İslâm dünyasında, İslâm, Müslüman toplumların omurgasını, ruhunu, hattı harekâtını belirleyen yegâne kaynak olan özelliğini yitirmek üzere...
İslâm, İslâm dünyasında, İslâm, Müslüman toplumlar için sadece elbise gibi giydikleri, işlerine yaramadığı zamanlarda ve durumlarda da kaldırıp attıkları, tepe tepe kullandıkları, hayatlarında hiç bir değişime, dönüşüme, dirilişe, coşkuya ve neşve'ye kaynaklık edemeyen bir “ceset” sadece, büyük ölçüde!

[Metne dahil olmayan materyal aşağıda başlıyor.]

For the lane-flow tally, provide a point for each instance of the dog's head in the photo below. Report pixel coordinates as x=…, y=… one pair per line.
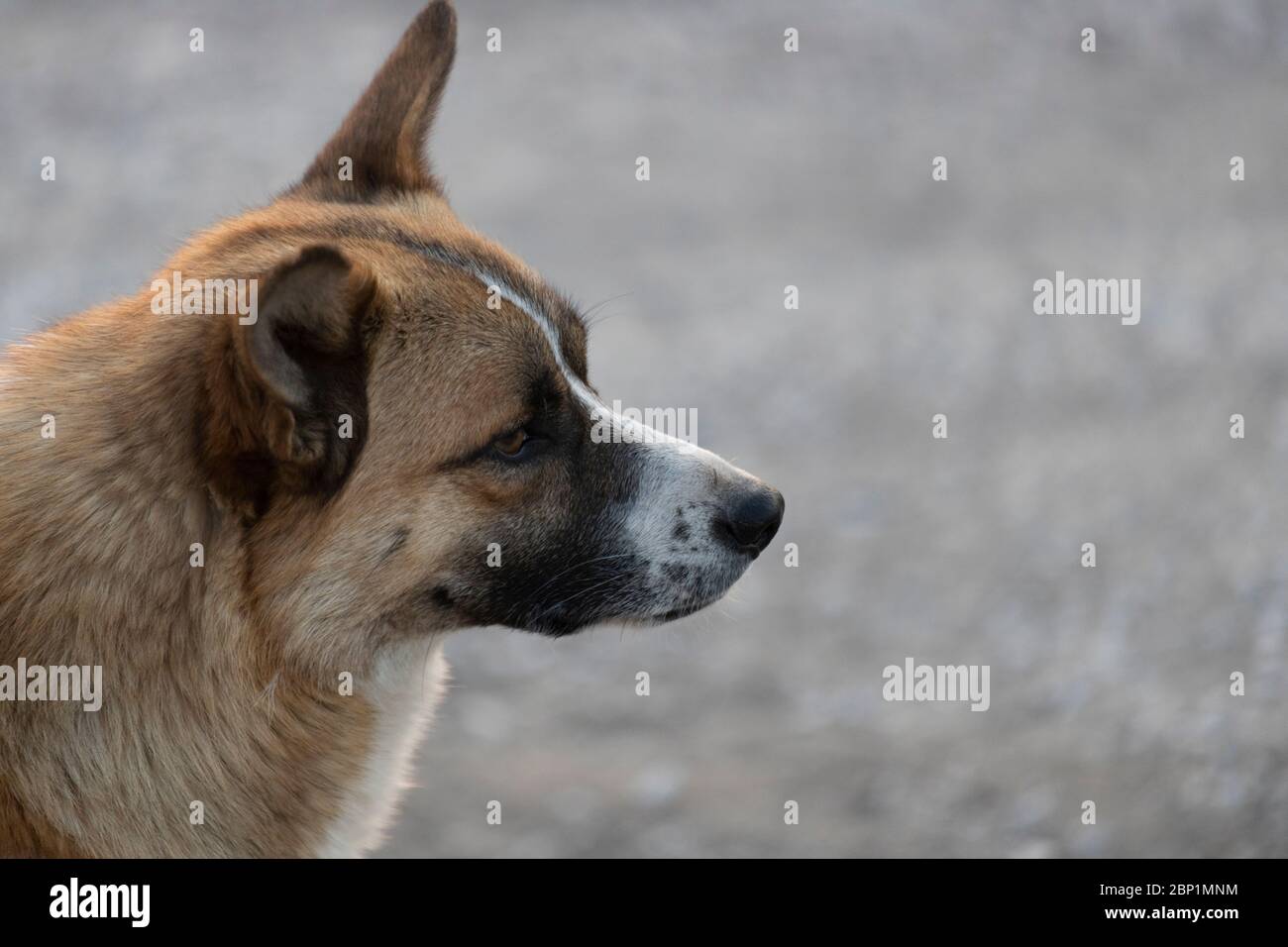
x=407, y=427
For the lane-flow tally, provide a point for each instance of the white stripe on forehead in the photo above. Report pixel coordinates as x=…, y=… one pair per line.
x=590, y=401
x=519, y=302
x=548, y=329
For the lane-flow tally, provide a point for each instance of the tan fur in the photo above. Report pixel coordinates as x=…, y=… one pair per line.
x=325, y=556
x=220, y=684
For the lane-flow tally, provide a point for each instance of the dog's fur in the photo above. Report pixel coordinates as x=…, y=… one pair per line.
x=323, y=554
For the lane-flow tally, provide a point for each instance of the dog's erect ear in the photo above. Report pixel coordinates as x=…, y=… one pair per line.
x=381, y=142
x=287, y=394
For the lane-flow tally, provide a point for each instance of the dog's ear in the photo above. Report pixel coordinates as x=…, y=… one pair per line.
x=381, y=142
x=287, y=393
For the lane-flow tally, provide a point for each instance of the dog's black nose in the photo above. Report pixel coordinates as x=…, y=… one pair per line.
x=751, y=518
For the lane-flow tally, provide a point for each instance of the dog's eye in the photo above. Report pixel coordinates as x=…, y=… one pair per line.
x=511, y=445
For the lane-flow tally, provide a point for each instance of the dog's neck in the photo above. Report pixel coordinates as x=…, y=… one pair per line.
x=201, y=711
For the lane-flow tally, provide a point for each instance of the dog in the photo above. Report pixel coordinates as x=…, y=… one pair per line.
x=261, y=522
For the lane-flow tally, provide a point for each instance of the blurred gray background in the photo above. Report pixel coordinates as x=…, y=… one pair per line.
x=810, y=169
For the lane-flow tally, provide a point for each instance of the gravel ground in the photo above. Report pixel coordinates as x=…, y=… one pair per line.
x=811, y=169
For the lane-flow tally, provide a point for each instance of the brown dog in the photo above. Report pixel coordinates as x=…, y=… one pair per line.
x=261, y=521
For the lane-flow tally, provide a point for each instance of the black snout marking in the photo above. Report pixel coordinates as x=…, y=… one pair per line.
x=750, y=519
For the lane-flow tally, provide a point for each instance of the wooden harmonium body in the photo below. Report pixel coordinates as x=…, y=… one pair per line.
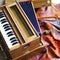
x=18, y=35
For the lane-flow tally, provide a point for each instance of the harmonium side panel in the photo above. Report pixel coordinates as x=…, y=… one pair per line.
x=27, y=32
x=24, y=46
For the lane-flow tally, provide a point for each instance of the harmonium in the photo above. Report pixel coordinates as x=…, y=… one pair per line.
x=19, y=29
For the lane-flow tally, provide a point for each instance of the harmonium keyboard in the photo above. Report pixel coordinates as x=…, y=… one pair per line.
x=18, y=34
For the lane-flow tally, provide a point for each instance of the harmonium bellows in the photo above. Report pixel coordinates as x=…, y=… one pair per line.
x=18, y=33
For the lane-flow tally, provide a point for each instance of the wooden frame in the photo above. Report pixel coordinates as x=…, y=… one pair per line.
x=26, y=8
x=28, y=33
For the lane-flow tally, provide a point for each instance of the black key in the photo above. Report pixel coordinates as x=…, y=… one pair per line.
x=12, y=38
x=5, y=25
x=1, y=15
x=10, y=33
x=7, y=29
x=3, y=22
x=14, y=43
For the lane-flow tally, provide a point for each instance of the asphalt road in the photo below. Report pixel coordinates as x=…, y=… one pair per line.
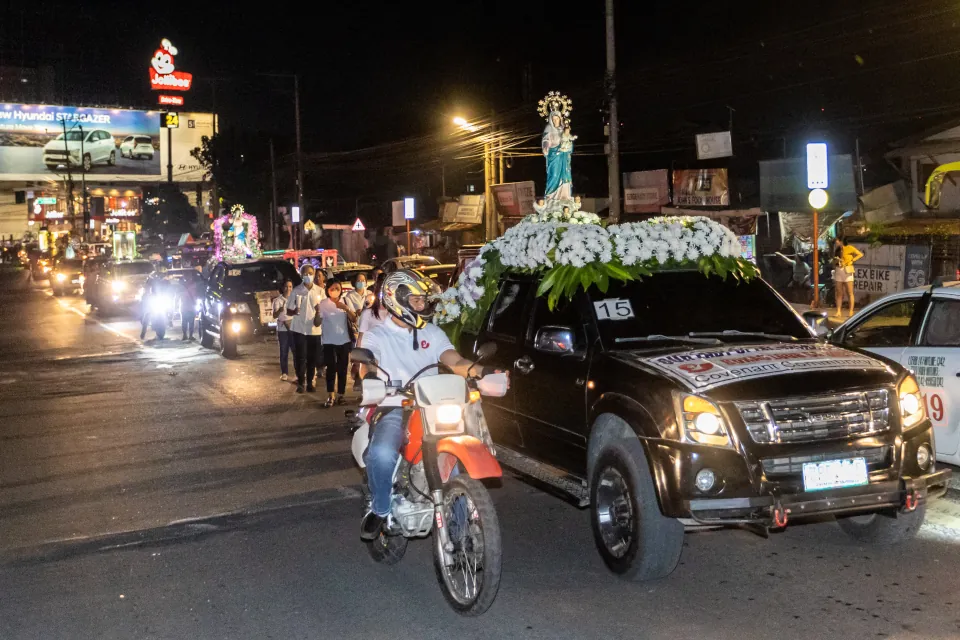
x=158, y=491
x=29, y=160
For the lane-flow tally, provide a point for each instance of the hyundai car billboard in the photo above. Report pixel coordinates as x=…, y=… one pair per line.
x=39, y=142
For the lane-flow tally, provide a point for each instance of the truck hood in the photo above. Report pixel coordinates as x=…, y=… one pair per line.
x=747, y=365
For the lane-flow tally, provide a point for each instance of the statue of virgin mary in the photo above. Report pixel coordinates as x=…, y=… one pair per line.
x=557, y=149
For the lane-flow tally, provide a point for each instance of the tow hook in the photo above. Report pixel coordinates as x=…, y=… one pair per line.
x=911, y=500
x=780, y=516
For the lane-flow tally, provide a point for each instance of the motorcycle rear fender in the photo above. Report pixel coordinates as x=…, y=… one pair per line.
x=471, y=453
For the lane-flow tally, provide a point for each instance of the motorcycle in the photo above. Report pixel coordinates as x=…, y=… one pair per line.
x=161, y=307
x=436, y=483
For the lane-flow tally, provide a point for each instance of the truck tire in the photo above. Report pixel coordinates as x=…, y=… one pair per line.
x=884, y=528
x=633, y=537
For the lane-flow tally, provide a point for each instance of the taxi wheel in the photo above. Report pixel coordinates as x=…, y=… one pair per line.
x=886, y=528
x=635, y=540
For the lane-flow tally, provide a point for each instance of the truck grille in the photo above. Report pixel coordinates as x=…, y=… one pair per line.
x=792, y=465
x=814, y=418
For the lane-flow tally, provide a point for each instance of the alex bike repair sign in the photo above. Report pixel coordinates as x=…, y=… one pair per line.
x=889, y=268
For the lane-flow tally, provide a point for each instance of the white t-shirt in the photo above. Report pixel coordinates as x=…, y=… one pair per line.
x=280, y=312
x=368, y=319
x=392, y=346
x=334, y=323
x=306, y=300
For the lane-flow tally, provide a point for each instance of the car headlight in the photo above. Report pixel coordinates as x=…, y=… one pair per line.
x=912, y=411
x=701, y=421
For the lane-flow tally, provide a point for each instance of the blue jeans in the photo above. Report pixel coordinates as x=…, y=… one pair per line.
x=286, y=345
x=381, y=459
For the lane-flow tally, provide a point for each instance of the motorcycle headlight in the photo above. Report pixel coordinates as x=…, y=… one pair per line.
x=701, y=421
x=912, y=411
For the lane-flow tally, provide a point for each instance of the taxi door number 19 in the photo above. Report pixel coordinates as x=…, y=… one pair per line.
x=614, y=309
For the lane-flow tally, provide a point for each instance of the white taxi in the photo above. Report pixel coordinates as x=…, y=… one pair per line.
x=920, y=329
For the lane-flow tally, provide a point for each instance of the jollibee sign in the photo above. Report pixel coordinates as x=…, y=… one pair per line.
x=163, y=72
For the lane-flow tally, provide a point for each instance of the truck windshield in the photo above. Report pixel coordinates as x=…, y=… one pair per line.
x=259, y=277
x=684, y=302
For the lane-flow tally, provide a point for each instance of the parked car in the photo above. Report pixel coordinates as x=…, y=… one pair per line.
x=681, y=401
x=118, y=284
x=237, y=305
x=67, y=276
x=408, y=262
x=80, y=148
x=920, y=329
x=137, y=147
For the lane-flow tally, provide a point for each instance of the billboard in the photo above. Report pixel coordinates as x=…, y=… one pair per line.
x=109, y=145
x=645, y=191
x=700, y=188
x=40, y=142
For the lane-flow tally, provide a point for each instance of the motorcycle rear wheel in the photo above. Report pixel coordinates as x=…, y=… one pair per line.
x=470, y=585
x=387, y=550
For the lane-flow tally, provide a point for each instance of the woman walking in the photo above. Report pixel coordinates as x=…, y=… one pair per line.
x=283, y=327
x=337, y=330
x=844, y=257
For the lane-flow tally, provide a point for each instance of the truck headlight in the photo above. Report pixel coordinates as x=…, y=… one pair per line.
x=701, y=421
x=912, y=411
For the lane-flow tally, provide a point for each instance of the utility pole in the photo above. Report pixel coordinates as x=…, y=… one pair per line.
x=490, y=209
x=273, y=202
x=613, y=151
x=296, y=101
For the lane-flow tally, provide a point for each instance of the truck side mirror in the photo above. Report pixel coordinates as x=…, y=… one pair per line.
x=554, y=339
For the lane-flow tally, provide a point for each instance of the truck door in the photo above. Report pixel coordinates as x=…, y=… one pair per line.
x=550, y=382
x=505, y=326
x=935, y=361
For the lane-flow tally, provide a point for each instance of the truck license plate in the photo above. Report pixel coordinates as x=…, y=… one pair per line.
x=833, y=474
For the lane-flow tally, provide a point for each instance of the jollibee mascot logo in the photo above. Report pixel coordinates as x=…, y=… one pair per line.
x=162, y=61
x=163, y=71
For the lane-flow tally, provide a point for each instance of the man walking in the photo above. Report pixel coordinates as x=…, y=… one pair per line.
x=305, y=332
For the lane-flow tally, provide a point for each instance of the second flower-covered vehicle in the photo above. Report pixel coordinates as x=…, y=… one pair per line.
x=682, y=401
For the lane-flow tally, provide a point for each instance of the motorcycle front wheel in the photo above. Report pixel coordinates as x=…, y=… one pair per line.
x=470, y=583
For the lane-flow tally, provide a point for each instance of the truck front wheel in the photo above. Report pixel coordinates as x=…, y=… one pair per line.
x=633, y=537
x=884, y=528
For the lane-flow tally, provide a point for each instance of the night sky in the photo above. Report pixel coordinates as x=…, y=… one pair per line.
x=377, y=72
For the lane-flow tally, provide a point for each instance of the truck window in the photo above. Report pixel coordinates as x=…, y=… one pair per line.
x=943, y=324
x=506, y=318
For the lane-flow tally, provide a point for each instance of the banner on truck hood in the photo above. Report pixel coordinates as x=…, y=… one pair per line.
x=702, y=369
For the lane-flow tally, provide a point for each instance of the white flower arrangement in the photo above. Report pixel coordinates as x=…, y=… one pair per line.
x=561, y=245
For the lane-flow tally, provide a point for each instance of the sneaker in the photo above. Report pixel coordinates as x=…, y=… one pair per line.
x=371, y=526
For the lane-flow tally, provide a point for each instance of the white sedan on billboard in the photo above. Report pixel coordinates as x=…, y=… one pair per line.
x=137, y=147
x=80, y=148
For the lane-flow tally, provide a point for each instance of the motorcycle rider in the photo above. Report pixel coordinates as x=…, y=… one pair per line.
x=402, y=345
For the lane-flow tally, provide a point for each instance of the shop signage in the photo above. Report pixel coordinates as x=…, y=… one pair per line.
x=889, y=268
x=645, y=191
x=163, y=73
x=714, y=145
x=701, y=188
x=515, y=199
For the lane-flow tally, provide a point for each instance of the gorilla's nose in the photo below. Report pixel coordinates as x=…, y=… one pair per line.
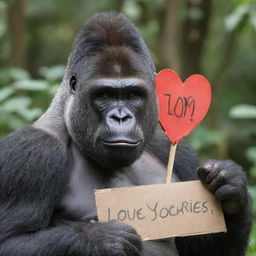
x=120, y=116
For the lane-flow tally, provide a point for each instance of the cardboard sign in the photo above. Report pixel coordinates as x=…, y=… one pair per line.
x=164, y=210
x=182, y=105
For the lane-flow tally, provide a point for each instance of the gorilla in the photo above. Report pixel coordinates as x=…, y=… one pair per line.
x=100, y=131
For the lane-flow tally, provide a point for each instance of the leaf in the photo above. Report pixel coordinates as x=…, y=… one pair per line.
x=31, y=85
x=251, y=154
x=243, y=111
x=14, y=104
x=233, y=20
x=5, y=93
x=8, y=74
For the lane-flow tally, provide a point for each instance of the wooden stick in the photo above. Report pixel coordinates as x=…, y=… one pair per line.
x=170, y=163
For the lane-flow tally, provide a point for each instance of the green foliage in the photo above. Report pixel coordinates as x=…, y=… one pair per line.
x=243, y=111
x=20, y=96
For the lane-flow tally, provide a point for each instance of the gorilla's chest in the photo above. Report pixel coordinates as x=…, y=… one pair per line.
x=78, y=202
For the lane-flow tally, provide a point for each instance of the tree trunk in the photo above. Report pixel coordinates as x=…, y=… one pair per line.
x=194, y=32
x=169, y=50
x=17, y=33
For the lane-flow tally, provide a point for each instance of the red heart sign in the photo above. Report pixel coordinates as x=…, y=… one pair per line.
x=182, y=105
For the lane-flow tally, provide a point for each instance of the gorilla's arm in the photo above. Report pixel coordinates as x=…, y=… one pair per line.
x=228, y=182
x=34, y=172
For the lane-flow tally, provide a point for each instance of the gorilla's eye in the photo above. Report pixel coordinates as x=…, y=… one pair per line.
x=134, y=95
x=72, y=84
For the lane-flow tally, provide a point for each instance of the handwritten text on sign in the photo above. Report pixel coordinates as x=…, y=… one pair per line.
x=182, y=105
x=164, y=210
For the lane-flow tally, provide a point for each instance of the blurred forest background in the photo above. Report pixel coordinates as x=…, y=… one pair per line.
x=214, y=38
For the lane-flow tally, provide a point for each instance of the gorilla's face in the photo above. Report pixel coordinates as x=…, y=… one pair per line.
x=111, y=119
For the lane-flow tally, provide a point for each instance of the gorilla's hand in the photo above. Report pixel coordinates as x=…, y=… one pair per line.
x=227, y=180
x=113, y=238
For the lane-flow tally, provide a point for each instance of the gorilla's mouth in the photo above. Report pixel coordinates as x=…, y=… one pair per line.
x=121, y=143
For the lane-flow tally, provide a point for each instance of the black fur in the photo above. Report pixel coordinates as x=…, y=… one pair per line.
x=43, y=166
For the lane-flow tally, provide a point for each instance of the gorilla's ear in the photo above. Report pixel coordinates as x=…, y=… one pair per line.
x=72, y=84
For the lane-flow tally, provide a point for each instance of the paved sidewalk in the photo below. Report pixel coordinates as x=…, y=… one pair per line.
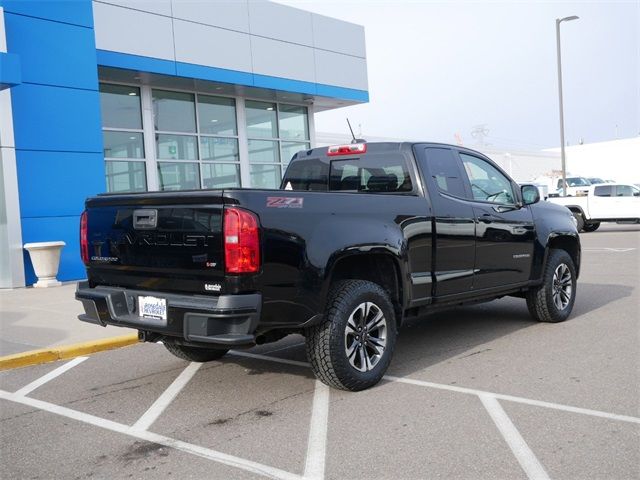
x=32, y=318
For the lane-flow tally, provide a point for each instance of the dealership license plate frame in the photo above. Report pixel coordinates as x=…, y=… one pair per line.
x=159, y=313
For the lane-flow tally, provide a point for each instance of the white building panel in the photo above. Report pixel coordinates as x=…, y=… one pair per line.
x=341, y=70
x=137, y=33
x=280, y=22
x=231, y=14
x=160, y=7
x=338, y=36
x=281, y=59
x=212, y=46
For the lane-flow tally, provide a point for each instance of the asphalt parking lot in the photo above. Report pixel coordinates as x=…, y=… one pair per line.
x=472, y=393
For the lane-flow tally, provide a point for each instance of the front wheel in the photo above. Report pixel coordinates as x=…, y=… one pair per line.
x=352, y=348
x=196, y=354
x=553, y=300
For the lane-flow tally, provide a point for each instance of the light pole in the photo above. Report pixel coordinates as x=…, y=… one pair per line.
x=562, y=154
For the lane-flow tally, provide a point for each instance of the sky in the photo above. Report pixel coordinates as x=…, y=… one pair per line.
x=437, y=69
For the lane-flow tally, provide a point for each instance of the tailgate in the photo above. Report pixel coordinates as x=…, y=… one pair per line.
x=155, y=246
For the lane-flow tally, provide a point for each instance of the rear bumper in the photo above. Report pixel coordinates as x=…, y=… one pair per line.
x=222, y=321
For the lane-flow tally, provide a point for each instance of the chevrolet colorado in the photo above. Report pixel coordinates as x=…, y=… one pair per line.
x=358, y=239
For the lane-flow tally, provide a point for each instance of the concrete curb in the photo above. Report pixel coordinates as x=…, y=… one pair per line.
x=45, y=355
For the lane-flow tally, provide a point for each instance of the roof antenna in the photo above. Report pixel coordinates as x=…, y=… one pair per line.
x=354, y=139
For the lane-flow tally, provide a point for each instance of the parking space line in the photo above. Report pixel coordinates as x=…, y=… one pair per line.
x=317, y=443
x=50, y=376
x=525, y=456
x=203, y=452
x=163, y=401
x=469, y=391
x=511, y=398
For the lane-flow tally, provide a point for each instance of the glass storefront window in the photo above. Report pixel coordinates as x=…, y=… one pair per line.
x=120, y=106
x=220, y=175
x=176, y=147
x=174, y=111
x=178, y=176
x=123, y=144
x=293, y=122
x=289, y=149
x=263, y=151
x=265, y=176
x=125, y=176
x=217, y=115
x=219, y=149
x=261, y=119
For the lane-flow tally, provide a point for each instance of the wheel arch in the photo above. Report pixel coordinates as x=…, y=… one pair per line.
x=570, y=243
x=381, y=267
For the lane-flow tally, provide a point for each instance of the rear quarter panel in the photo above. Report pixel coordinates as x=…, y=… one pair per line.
x=306, y=233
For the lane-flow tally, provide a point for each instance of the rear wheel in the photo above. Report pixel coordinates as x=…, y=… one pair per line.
x=553, y=300
x=591, y=227
x=196, y=354
x=579, y=220
x=352, y=348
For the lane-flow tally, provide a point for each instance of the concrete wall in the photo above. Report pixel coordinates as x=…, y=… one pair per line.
x=260, y=42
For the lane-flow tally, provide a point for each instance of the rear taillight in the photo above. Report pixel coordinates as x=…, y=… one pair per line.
x=241, y=241
x=84, y=239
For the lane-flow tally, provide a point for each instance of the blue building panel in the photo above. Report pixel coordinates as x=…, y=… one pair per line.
x=10, y=71
x=136, y=62
x=74, y=12
x=56, y=119
x=57, y=183
x=284, y=84
x=46, y=229
x=223, y=75
x=52, y=53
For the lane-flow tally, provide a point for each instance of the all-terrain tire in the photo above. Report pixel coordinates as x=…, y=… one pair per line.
x=579, y=221
x=196, y=354
x=541, y=301
x=326, y=343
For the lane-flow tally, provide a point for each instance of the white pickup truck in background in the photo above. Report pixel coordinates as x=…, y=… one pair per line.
x=608, y=202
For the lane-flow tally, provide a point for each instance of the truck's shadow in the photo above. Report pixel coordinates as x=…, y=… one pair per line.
x=446, y=334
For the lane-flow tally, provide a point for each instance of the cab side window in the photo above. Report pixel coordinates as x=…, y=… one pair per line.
x=488, y=184
x=603, y=191
x=624, y=191
x=442, y=166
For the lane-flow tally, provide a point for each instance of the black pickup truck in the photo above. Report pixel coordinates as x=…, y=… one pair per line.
x=358, y=239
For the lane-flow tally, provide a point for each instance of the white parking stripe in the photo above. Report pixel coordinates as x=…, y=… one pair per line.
x=167, y=397
x=317, y=443
x=203, y=452
x=525, y=456
x=609, y=249
x=469, y=391
x=50, y=376
x=511, y=398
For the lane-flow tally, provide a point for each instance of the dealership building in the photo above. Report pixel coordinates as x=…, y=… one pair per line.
x=135, y=95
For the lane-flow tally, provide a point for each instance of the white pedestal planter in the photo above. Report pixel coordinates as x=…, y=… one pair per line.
x=45, y=257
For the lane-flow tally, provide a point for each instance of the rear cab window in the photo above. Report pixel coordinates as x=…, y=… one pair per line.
x=602, y=191
x=373, y=172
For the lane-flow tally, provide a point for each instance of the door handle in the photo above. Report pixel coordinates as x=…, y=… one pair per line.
x=488, y=218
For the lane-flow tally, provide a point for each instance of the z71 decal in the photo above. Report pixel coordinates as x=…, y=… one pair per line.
x=284, y=202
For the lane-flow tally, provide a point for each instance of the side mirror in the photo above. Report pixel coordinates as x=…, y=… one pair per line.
x=530, y=194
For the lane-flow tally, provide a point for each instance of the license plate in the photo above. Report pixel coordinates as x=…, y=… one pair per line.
x=152, y=307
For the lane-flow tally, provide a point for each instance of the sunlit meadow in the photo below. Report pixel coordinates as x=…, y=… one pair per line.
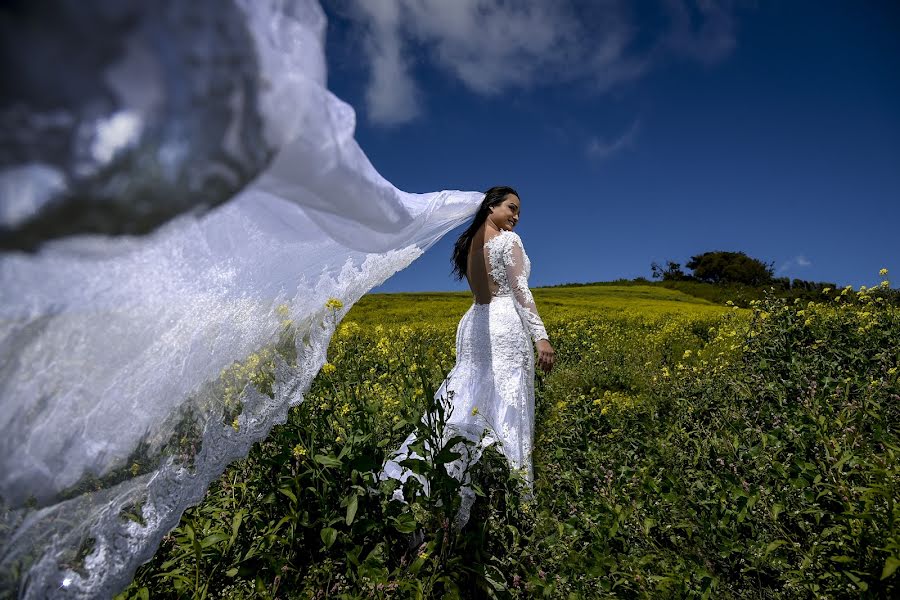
x=683, y=449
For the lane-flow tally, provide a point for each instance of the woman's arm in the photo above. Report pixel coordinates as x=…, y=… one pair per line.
x=514, y=264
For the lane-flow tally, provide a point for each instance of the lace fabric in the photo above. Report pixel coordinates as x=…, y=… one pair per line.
x=116, y=352
x=491, y=387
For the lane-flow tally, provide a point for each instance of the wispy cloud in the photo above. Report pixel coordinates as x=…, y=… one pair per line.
x=491, y=46
x=599, y=148
x=792, y=264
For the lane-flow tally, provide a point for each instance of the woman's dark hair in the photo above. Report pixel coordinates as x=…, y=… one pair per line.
x=492, y=197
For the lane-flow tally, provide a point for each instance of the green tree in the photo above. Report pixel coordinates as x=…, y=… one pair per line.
x=730, y=267
x=672, y=272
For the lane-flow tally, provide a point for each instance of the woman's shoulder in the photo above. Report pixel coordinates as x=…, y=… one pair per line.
x=506, y=238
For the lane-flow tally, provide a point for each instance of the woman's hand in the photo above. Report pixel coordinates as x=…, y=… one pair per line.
x=546, y=355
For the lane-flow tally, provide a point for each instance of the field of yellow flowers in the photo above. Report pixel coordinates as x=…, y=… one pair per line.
x=683, y=449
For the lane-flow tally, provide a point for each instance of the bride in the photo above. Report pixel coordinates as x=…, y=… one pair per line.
x=491, y=387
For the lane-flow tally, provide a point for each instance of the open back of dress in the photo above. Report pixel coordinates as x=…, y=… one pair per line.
x=490, y=390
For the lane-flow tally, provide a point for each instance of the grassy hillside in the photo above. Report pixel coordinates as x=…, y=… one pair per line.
x=556, y=303
x=683, y=449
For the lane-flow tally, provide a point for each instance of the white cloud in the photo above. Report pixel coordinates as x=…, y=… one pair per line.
x=792, y=264
x=492, y=46
x=600, y=149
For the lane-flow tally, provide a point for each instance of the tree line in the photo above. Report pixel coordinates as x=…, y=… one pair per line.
x=731, y=268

Müslümanlar, sorunlarını İslâm'ın çağlar ötesi kaynaklarına dayanarak çözmüyorlar çünkü. Kur'ân'dan, hadis'ten, sünnet'ten, medeniyet'ten sözedip duruyorlar ama hayatlarını belirleyen, zihinlerini şekillendiren, dünyalarını inşa eden kaynaklar bunlar değil; sürgit değişen bilim gibi; insanı, ruhunu bitiren, insanî özelliklerini ayarta ayarta azaltan, tükettikçe tüketen tüketim çılgınlığı gibi; aslâ vazgeçemedikleri ve kölesi hâline geldikleri ayartıcı hız, haz ve arzu'lar gibi çağdaş hurafeler.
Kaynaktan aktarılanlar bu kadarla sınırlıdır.